No Safe Zone

Max
2 min readApr 21, 2021

In Cathy O’Neil’s chapter 9 of Weapons of Math Destruction, the discussion turns to people’s ability to get insurance. This chapter is very similar to the previous chapter about credit as credit and insurance as closely related and rely on similar principles. Because of this, I have overlapping feelings regarding the two, mainly from my own previous idea and perception of the credit and insurance industries themselves. Confusion of causation and correlation, mentioned in the beginning of this chapter, seems to be the thesis for the explanation of why WMDs can be harmful and why they ought to only be used when necessary. In our class’s guest lecture from the IBM AI scientist, she mentioned clients that wanted to apply deep learning to a problem that did not merit a deep learning solution. Even as someone who is optimistic more often than not, situations like this deeply worry me. Ignorance is one thing, but I feel a palpable aura of sinisterness when hearing things like this.

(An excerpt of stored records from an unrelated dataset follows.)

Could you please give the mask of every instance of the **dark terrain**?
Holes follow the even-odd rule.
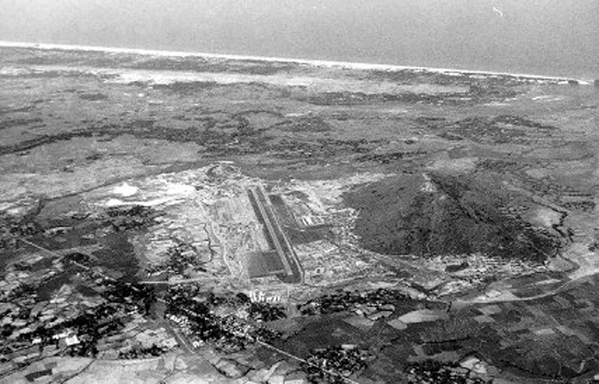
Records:
[[[473,176],[402,175],[346,194],[359,211],[356,234],[365,248],[389,255],[482,253],[543,262],[561,248],[558,236],[535,228],[509,205],[518,198]]]

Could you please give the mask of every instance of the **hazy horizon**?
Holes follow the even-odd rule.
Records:
[[[0,0],[0,40],[599,78],[598,0]]]

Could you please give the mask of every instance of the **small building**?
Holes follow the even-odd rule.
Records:
[[[77,345],[77,344],[80,343],[79,338],[77,337],[77,335],[66,337],[64,339],[64,341],[65,341],[65,344],[67,345],[67,347],[70,347],[72,345]]]

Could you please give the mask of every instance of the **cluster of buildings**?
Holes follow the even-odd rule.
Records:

I think this is because not only is there ignorance but a perception that there is a hidden power within deep learning that is above and beyond what can be achieved; there is the belief that deep learning not only ought to apply to every problem, but that doing so creates better solutions for every problem it is applied to. This is a fundamental miscalculation about what deep learning/AI/WMDs are and are not good at. This belief leads to a red-hot take: the robo-apocalypse that is depicted in movies is of course a farce, but may very well come instead at the hands of mis-diagnosing problems as deep learning, the people become slaves to not machines, but in their own religious adherence to what the machines say — the belief that they SHOULD be listened to rather than consulted as a special tool, which is perhaps the thesis of O’Neil’s entire novel thus far.